In "Romeo and Juliet," Lord Capulet's behavior is inconsistent at best. In the streets of Verona he is as impetuous as the youths, calling for a sword to run through his enemy Lord Montague at the opening of the play. Then, in Scene 2 as he speaks wisely with Paris he tells the nobleman,
But Montague is bound/as well as I [to keep peace],/In penalty alike, and 'tis not hard, I think,/For men so old as we to keep the peace. (I,ii,1-3)
Then, in Scene 5 of this same act, Capulet again becomes choleric as Tybalt points out Romeo, calling him a "villain." Capulet tells Tybalt that Romeo "shall be endured" (I,v,75-76).
Regarding his daughter, Lord Capulet exhibits the same inconsistency.
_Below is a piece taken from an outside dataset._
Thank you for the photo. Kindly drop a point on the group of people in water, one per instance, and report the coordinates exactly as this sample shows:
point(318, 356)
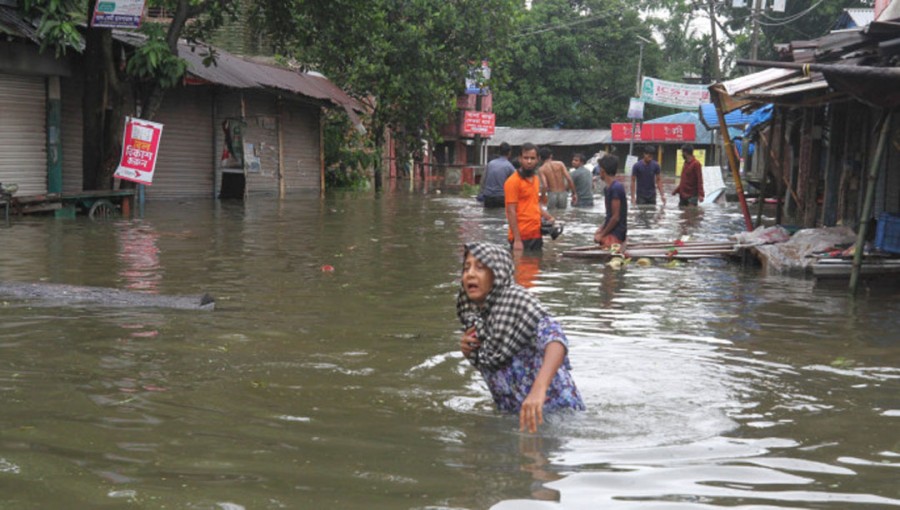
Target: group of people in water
point(508, 335)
When, for instance, he speaks with Paris who wishes to marry Juliet, Capulet is the voice of patience and wisdom, asking Paris to give Juliet two more years before considering her as a bride: "...too soon marred are those so early made (I,ii,13). But, in Act 3, scene 5, Capulet irately demands that Juliet marry Paris. When his daughter refuses, Capulet tells her that if she does not go, he
will drag thee on a hurdle thither./Out, you green-sickness carrion! Out, you baggage!/You tallow-face!...God's bread! It makes me mad.
Lord Capulet calls Juliet "a wretched puling fool," a "whining mammet," and tells her if she does not obey, she can "starve, die in the streets" (III,v, 185-194).
Of course, Capulet rues having said such things after Juliet is dead, for then he displays his expansive love for his daughter. Thus, it would seem that Lord Capulet is concerned with his social position and lets his love for his family become secondary in situations involving prestige and pride.
Lord Capulet loves his daughter. She is the only surviving child of his, and he is protective and wants the best for her - to a fault. Lord Capulet has no knowledge that Julilet is already married to his sworn enemy's child. He fails to understand how she could be so disrespectful as as to refuse his wishes for her to marry Paris. In his mind, he has done everything for her only to be rewarded with the highest disrespect. In response, he says terrible things, yells worse things, and effectively disowns her for her choices. Extreme - yes. Understandable - yes. Effective - no.